Originally Posted by Majin SSJ Eric
I admit up front I know nothing about statistics but i can't wrap my brain around how 1% poll rate is in any way accurate at all? How do you know that 1% wasn't just a select outlier group in the population? What if all respondents were Nvidia employees as a clearly silly extreme? How can demographics not come into play whatsoever when taking your samples into account? Oh, and I'd hazard a guess that polling for something like major political elections are just a bit more thoroughly conducted and accurate than the Steam survey and yet they manage to get those polls wrong all the time. Just never have placed much faith in statistics in general personally but as I said I don't know anything about it.
Your concerns about polling population ARE justified. While in general, assuming a completely random sample population the following post is 100% mathematically correctWarning: Spoiler! (Click to show)
Originally Posted by Carniflex
About statistics and measurements. To make it as simple as possible.
As a very rough rule of thumb, your "error" is approximately 1/sqrt(n) where n is the sample size.
n=10 -> approx 30% "error"
n=100 -> approx 10% "error"
n=1000 -> approx 3% "error" (that is the sample size normally used in political polling)
n=10 000 -> approx 1% "error"
n=100k -> approx 0.3% "error"
n=1M -> approx 0.1% "error" and so on.
There is some assumptions in there. Normal (Gauss) distribution, for a start, which is not always in the case in nature. Not talking about confidence intervals either really or what is the meaning of "sigma". Assuming all the events/measurement are independent.
But as rough rule of thumb its a good estimate for majority of things in life and nature. The meaning of this thing is following, to give a very simple example. If you see something happening 1000 times then you can predict that when the same thing happens for the 1001'th time the outcome will be the same with 97% probability as in the previous 1000 cases.
The real stuff behind this very rough "rule of thumb" is ofc more complex and its not my main field.
In practice approx n=30 is "good enough". For example, for the average to start to settle down when throwing 6 sided dice or throwing coin for heads/tails thingy.
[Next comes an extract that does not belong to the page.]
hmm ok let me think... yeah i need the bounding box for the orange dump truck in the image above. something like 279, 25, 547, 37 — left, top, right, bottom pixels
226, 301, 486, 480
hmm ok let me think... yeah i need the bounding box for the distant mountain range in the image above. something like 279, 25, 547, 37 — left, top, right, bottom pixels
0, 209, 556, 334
This is only true if the group you're being questioning is representative of the population you want to poll.
for example, in political polling (via teliphone) its long been known the sample will lean more conservative/republican if the poll is taken during 12pm-3pm on a week day, as that is the time you're most likely to poll stay at home mothers or retired Americans, who are a more republican and socially conservative population then the population as a whole. Meanwhile polls taken on Friday night- Sunday morning will be way more liberal then the population because conservatives usually spend time with family and don't answer the telephone during that time period (don't ask me to explain how this is true, I just recall these facts from a political statistics and polling class I took in college, who knows if its valid anymore); furthermore the VOTING public as a whole is more conservative then the non-voting public, meaning GENERAL and RANDOM polls of american citizens will lean further left then what you'd see at the ballot box (which is why political polls should always be of REGISTERED VOTERS)
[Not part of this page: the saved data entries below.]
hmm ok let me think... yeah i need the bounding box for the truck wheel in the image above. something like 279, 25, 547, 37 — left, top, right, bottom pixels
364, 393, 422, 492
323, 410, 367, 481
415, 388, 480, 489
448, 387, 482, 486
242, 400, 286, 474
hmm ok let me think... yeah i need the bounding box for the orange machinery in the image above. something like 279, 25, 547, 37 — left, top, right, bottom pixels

Furthermore how polls are worded greatly influences the answers. For example if you ask a group of people if someone should be allowed to smoke in church (generally negative response); or if you change the wording to should churches allow someone to smoke in church (generally positive response from a similar sample of people), you get two vastly different results in what is essentially and logically the same question. Why? because of the psychology of it. In the first version of the question people think about "themselves" and if they want the person sitting next to them smoking, while in the 2nd question people think of the "principle" of freedom and generally (at least in american polling samples) tend to favor more rights and less rules. Its an exercise in group psychology.
Which is why you need to be cautious about the sources, methods and even the wording of polls regardless of the sample size. That's why internet polls are so untrustworthy. You have ZERO control over the people answering the questions, worse they're not a random group of people. They're a pre-selected group of people who found your poll, which means they're a unique population not a random population. Would someone not interested in computers or games find this post on this web page? nope. So even just taking the people who read this post and polling them will NOT resemble the population of the USA in any way whatsoever even if we can find 10,000 people to read it and answer it.